After watching John Kerry get shredded over his liberal voting record in the Senate, especially on late-term abortions, Clinton and other Democrats (including Kerry) told their party that they had to find a way to moderate their views on abortion and religion if they wanted to connect to mainstream America again. Clinton immediately put this strategy into effect, talking about her faith in fairly generic terms and bemoaning abortions without ever taking a position against even the most extreme examples. At the same time, she flanked the Bush administration on the right on Iraq, arguing for more troops and supporting the call for elections and rejecting "exit strategy" demands from her own party.

Apparently the new strategy is working, although as Milbank notes, the numbers still come in too high for a general election. Kerry started out having a liberal rating of 37% during the primary campaigb, but it wound up at 53% during the crucible of the general election. Kerry had a long voting record but little in the way of legislative accomplishment, and to some extent that helped him early on to keep the leftist taint away. Hillary, however, quarterbacked an effort to nationalize one-seventh of the American economy in the first Bill Clinton term, a debacle that Republicans will not allow voters to forget in a national election.
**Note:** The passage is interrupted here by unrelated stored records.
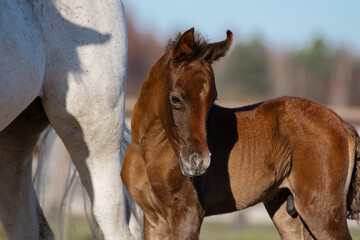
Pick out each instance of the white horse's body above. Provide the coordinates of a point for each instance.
(72, 55)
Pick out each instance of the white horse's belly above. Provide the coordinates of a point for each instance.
(22, 59)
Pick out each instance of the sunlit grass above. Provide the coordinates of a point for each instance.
(79, 230)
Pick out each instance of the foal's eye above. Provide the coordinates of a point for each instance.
(175, 100)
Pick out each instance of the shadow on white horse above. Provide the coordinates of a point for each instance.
(63, 63)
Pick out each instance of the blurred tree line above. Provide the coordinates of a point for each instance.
(252, 71)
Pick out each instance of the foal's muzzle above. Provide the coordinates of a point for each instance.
(195, 165)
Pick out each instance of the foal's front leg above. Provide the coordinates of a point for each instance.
(179, 203)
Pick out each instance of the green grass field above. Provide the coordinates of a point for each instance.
(209, 231)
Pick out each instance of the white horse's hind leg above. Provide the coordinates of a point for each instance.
(20, 212)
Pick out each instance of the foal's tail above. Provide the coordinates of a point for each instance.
(353, 198)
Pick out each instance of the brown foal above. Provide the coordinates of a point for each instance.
(296, 156)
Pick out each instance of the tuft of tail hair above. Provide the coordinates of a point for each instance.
(353, 198)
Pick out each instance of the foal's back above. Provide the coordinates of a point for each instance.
(286, 142)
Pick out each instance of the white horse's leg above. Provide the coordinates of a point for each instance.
(93, 137)
(86, 109)
(20, 212)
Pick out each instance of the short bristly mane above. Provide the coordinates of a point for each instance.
(199, 49)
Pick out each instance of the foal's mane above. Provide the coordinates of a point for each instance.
(199, 48)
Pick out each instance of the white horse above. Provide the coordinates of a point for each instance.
(62, 62)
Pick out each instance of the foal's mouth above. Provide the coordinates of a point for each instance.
(194, 165)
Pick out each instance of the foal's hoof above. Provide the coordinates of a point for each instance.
(290, 206)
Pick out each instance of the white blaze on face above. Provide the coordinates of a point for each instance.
(203, 91)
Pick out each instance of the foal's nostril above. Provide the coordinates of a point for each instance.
(196, 162)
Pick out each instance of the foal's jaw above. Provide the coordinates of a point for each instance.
(194, 165)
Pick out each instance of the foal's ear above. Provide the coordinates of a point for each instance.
(218, 49)
(185, 44)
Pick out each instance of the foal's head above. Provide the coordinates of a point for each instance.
(189, 93)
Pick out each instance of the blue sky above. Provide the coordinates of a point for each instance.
(281, 23)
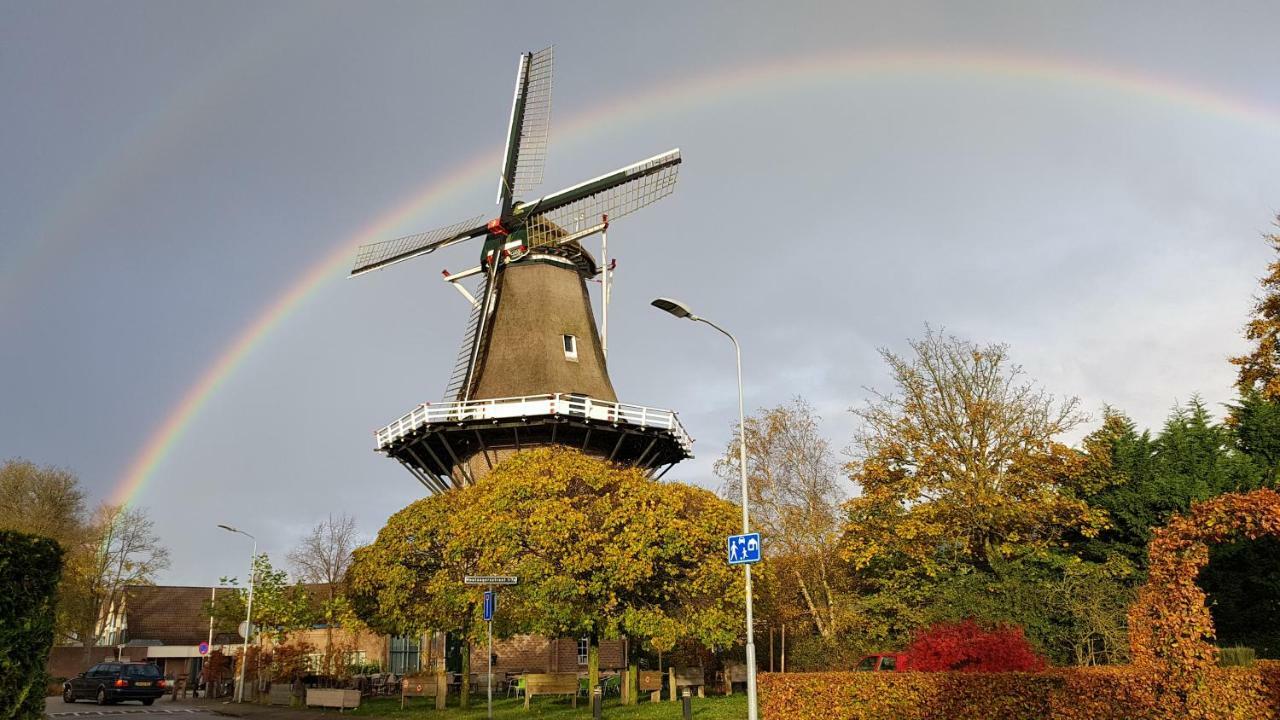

In the end, although Hillary remains the highest-profile candidate for the Democrats, I doubt she will wind up as the nominee. For all her notoriety, she's still just a sophomore Senator with no other electoral experience -- assuming she wins re-election -- coming from a very safe seat. She still presents one of the most polarizing figures in American politics, plus carries the baggage of her husband's final term. (Remember the pardons in Bill's final hours? If Hillary runs, you will.) No one has won a Presidency from the Senate since Kennedy, for good reason; Americans like executive experience for their presidents. The Democrats should focus on their gubernatorial stars instead.